Every host in prod inherits env = "prod". Every host in staging inherits env = "staging".

Two rules, each targeting a different env, synthesize the appropriate users as virtual DOM children:

nest.rules = [
# prod: admin users only
{
is = [ nest.host (nest.attrs { env = "prod"; }) ];
synth = { select, ... }: {
node.children = map (u: {
inherit (u) name sshKeys;
is = [ nest.user nest.admin ];
}) (select nest.admin);
};
}
# staging: admin + deploy users
{
is = [ nest.host (nest.attrs { env = "staging"; }) ];
synth = { select, ... }: {
node.children =
map (u: { inherit (u) name sshKeys; is = [ nest.user nest.admin ]; }) (select nest.admin)
++ map (u: { inherit (u) name sshKeys; is = [ nest.user nest.deploy ]; }) (select nest.deploy);
};
}
];

select nest.admin finds alice (she has nest.admin in her is). The synth creates a copy of alice as a virtual child of the host, with is = [nest.user nest.admin].

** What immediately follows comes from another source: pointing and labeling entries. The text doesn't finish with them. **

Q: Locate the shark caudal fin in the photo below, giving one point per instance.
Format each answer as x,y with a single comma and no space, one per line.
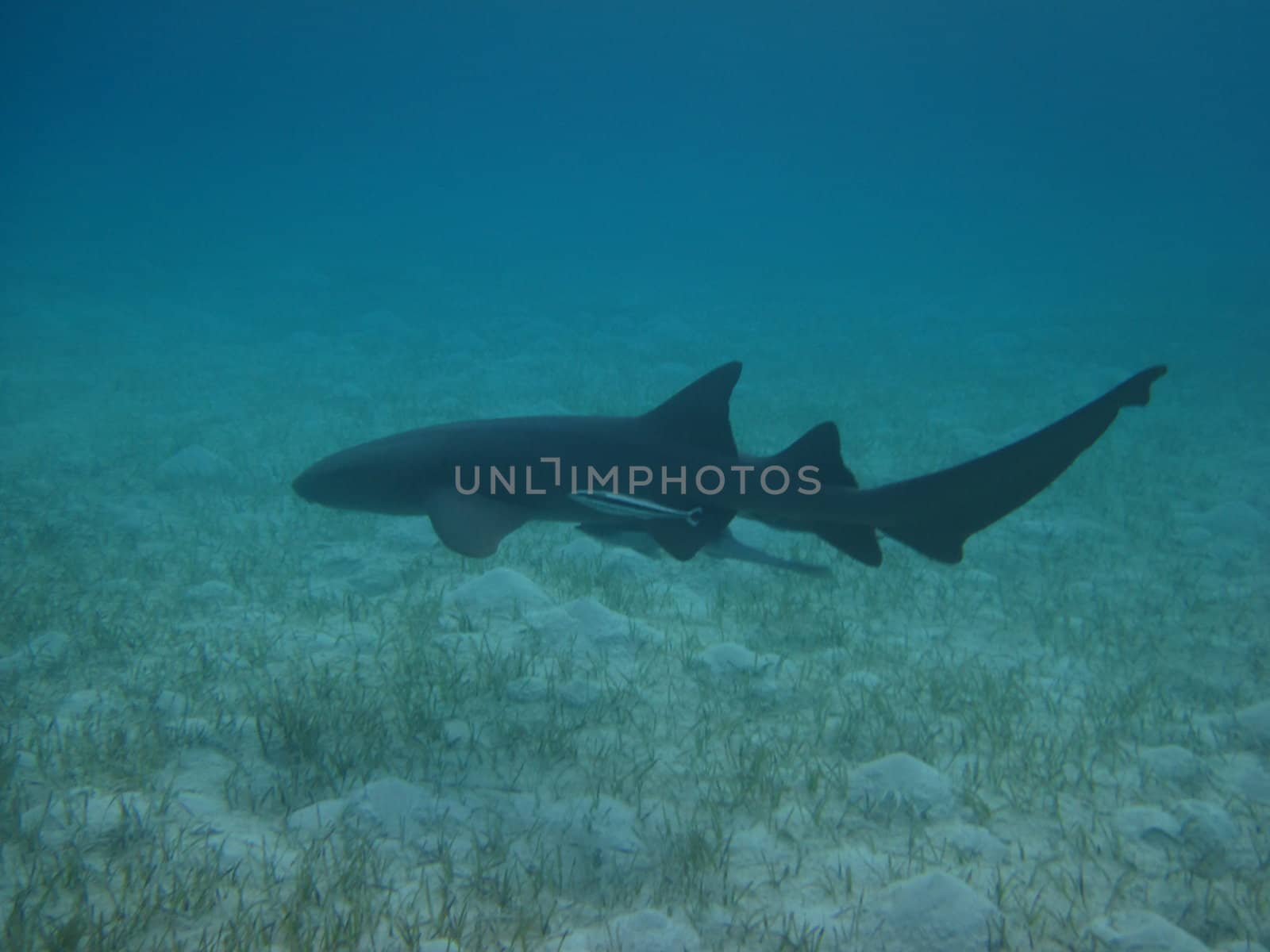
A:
822,447
937,514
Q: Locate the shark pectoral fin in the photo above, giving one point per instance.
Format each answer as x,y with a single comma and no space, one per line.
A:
473,526
683,539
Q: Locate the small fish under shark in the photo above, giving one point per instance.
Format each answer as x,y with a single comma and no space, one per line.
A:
727,547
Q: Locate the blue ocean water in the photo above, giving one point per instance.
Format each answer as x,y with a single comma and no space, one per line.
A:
237,238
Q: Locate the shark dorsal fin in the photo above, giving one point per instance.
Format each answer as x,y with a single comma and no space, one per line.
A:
698,413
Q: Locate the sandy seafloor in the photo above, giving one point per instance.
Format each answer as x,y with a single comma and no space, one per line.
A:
232,720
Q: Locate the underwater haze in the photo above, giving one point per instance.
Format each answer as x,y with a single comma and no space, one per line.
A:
238,238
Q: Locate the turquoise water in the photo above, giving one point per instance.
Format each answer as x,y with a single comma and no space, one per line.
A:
237,240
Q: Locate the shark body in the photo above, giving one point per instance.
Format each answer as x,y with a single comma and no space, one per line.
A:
677,475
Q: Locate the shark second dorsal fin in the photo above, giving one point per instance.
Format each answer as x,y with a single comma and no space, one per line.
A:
698,413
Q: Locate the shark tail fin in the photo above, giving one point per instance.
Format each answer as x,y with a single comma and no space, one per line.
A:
822,447
935,514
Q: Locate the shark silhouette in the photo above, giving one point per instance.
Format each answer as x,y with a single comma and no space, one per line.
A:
676,474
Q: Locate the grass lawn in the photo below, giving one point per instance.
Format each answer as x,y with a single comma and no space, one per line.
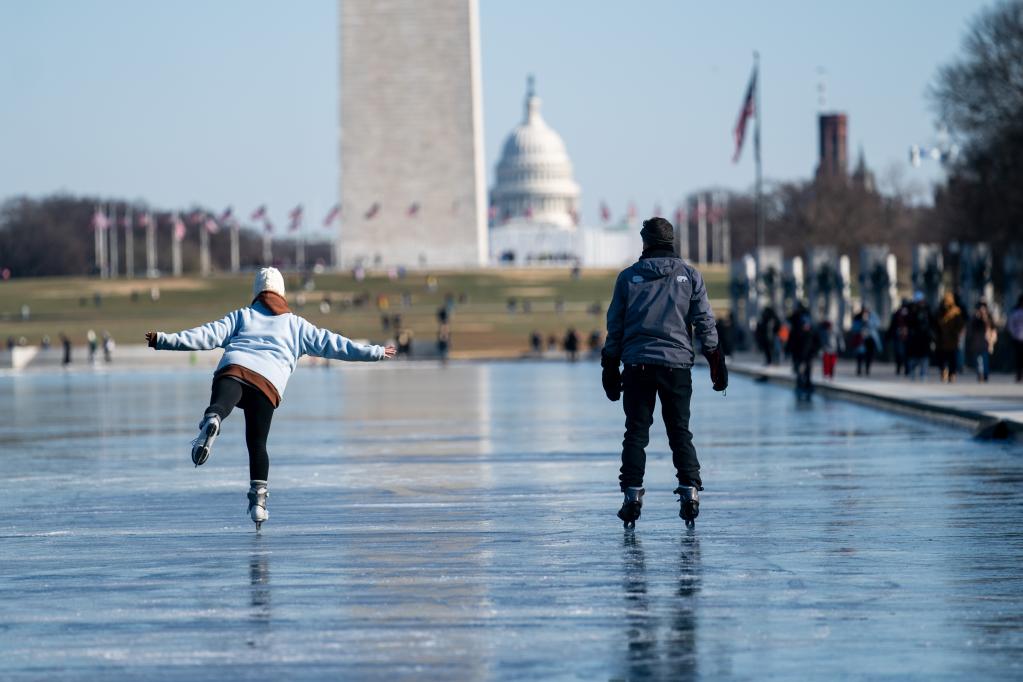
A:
480,321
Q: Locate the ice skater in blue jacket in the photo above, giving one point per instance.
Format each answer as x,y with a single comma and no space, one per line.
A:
655,304
262,345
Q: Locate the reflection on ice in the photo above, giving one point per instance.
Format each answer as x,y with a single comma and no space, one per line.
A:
459,523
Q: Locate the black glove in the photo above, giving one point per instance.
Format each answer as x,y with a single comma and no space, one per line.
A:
718,370
611,377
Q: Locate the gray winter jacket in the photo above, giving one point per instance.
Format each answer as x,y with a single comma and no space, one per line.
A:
655,302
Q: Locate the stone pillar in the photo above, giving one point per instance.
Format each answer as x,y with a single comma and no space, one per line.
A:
1013,271
769,271
928,270
877,280
975,274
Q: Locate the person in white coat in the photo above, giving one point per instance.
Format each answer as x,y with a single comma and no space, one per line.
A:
262,344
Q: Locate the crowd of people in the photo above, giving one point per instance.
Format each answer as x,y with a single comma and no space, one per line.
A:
916,336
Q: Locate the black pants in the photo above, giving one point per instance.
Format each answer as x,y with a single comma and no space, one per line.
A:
641,385
227,393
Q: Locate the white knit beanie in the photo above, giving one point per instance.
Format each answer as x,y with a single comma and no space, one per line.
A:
268,279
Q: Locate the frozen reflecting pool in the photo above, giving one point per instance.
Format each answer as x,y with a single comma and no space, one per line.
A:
459,524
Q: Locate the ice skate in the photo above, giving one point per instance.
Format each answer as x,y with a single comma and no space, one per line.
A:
688,496
257,503
631,507
209,429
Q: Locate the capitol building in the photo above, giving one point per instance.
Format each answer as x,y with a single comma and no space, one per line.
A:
534,203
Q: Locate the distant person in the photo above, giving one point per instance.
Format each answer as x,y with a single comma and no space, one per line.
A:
93,346
981,337
920,338
950,322
571,345
405,343
655,304
444,342
107,347
802,346
898,335
831,346
65,347
262,345
865,341
536,343
1015,327
766,332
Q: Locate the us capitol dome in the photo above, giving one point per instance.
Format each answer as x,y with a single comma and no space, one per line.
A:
534,183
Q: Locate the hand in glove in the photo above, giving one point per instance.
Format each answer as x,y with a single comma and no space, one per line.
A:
611,377
718,370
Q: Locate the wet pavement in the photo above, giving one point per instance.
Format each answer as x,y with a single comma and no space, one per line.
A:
458,524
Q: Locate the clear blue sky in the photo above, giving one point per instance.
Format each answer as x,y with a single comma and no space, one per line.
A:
234,101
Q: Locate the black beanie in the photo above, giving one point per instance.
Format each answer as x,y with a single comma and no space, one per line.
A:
658,232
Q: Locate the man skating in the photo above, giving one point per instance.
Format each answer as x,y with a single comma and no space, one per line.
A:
655,304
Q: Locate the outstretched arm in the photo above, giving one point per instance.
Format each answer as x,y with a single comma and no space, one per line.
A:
204,337
325,344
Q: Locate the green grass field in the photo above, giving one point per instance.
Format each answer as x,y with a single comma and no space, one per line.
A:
480,324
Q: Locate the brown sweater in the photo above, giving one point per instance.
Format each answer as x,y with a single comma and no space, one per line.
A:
277,306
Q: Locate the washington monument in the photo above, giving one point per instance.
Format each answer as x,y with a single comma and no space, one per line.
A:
412,183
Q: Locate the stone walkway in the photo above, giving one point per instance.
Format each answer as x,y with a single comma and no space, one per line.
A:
967,402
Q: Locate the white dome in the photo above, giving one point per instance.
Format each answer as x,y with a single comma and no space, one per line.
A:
534,174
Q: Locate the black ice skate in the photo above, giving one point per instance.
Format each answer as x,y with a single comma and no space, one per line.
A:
257,503
688,496
631,507
209,429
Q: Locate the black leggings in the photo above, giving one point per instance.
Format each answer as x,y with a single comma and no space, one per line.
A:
227,393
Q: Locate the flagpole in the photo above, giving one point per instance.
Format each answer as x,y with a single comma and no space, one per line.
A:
150,245
204,248
756,153
115,267
129,244
235,261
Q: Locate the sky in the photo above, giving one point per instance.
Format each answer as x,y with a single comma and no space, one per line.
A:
234,102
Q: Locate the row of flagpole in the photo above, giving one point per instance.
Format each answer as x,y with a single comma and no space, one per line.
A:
105,224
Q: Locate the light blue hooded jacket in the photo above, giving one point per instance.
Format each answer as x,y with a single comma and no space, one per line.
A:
270,345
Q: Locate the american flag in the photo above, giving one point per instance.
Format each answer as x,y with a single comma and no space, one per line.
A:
296,218
749,108
679,216
99,220
331,216
179,227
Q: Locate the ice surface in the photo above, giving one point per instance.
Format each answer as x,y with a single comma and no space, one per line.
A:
459,524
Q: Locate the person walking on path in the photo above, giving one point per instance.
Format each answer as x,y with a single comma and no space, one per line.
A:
655,303
920,337
865,339
950,322
766,334
898,334
1015,327
262,344
981,337
802,347
831,346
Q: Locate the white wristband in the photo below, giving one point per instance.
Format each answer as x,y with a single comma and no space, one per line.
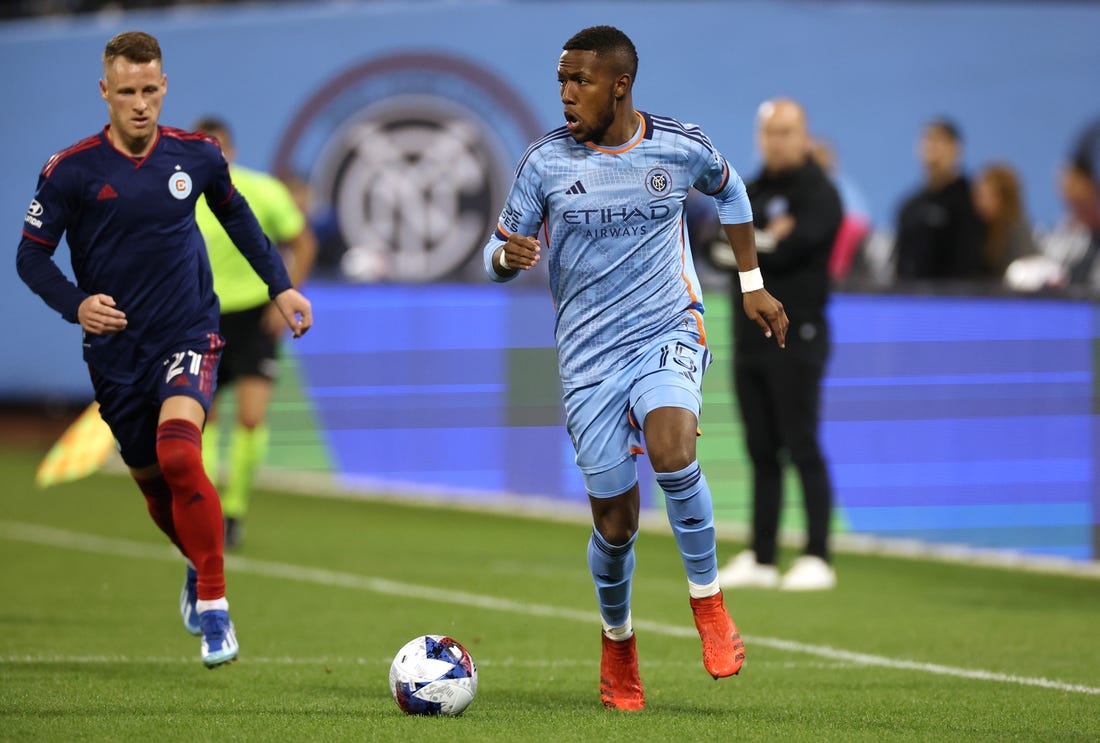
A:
750,280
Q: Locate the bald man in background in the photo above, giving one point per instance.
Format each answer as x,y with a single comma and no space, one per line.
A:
796,214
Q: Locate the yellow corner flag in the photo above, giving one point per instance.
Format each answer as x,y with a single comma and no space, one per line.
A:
81,449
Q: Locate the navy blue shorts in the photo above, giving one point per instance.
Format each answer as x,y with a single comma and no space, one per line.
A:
133,411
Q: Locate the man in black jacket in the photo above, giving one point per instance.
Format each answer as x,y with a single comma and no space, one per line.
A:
796,214
938,233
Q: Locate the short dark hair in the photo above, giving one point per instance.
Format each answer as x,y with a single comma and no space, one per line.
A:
215,127
1086,153
133,45
606,41
947,127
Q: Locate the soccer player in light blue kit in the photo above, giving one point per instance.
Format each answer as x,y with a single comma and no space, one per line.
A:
608,189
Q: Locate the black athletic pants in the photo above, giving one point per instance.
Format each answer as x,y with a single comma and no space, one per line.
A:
779,395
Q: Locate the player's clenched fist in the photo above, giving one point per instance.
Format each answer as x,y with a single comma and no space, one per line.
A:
519,253
99,316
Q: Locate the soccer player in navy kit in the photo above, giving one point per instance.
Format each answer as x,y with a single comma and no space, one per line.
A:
608,189
144,297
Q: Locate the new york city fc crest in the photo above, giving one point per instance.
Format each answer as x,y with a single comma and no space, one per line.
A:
410,156
658,182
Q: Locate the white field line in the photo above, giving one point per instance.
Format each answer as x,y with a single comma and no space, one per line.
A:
89,543
44,658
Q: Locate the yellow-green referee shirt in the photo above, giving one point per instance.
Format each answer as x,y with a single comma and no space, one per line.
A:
234,282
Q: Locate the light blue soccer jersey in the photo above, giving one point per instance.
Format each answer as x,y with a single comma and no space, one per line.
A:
615,240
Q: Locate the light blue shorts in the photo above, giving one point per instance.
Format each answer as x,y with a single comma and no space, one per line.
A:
605,421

User rules: apply config to synthesized children

Section titled “User rules: apply config to synthesized children”

Once the virtual children exist, standard rules apply:

nest.rules = [
# …synth rules above…
# Base user config — fires on all nest.user nodes
{
is = nest.user;
user = { user, ... }: {
isNormalUser = true;
openssh.authorizedKeys.keys = user.sshKeys;
};
}
# Admin role — adds wheel group
{
is = nest.admin;
user.extraGroups = [ "wheel" ];
}
# Sudo — on hosts in envs that have admin users
{
is = [ nest.host (nest.or [
(nest.attrs { env = "prod"; })
(nest.attrs { env = "staging"; })
])];
nixos.security.sudo.wheelNeedsPassword = false;
}
];

For lb-prod (env = “prod”):

  1. Synth rule matches [nest.host (nest.attrs {env="prod"})] → creates alice-child with is = [nest.user nest.admin]
  2. Alice-child re-annotated: user rule fires → __mergedCfg.user = { isNormalUser=true; openssh… }, admin rule fires → __mergedCfg.user.extraGroups = ["wheel"]
  3. collectChildFrags lb-prod processes alice-child → classFns.user select cfg = { nixos.users.users.alice = { isNormalUser=true; extraGroups=["wheel"]; openssh… } }
  4. Deep-merged into lb-prod’s nixos config

For web-staging (env = “staging”):

  • Staging synth rule fires → creates alice-child + bob-child
  • bob-child has is = [nest.user nest.deploy] — no wheel group
  • Both contribute to web-staging’s nixos.users.users
  1. Add to registry:

    nest.users.carol = {
    is = [ nest.admin ];
    sshKeys = [ "ssh-ed25519 …" ];
    };
  2. Done. Every prod and staging host gets carol automatically. No rule changes.

This pattern uses rule synth (not trait.host.synth) so the user injection is policy-driven: different rules fire on different environments. If you moved the logic to trait synth, you’d need to put the env-branching inside the single synth function — less composable, harder to override per environment.

Rule synth lets you write one rule per policy, keeping each rule focused and independently readable.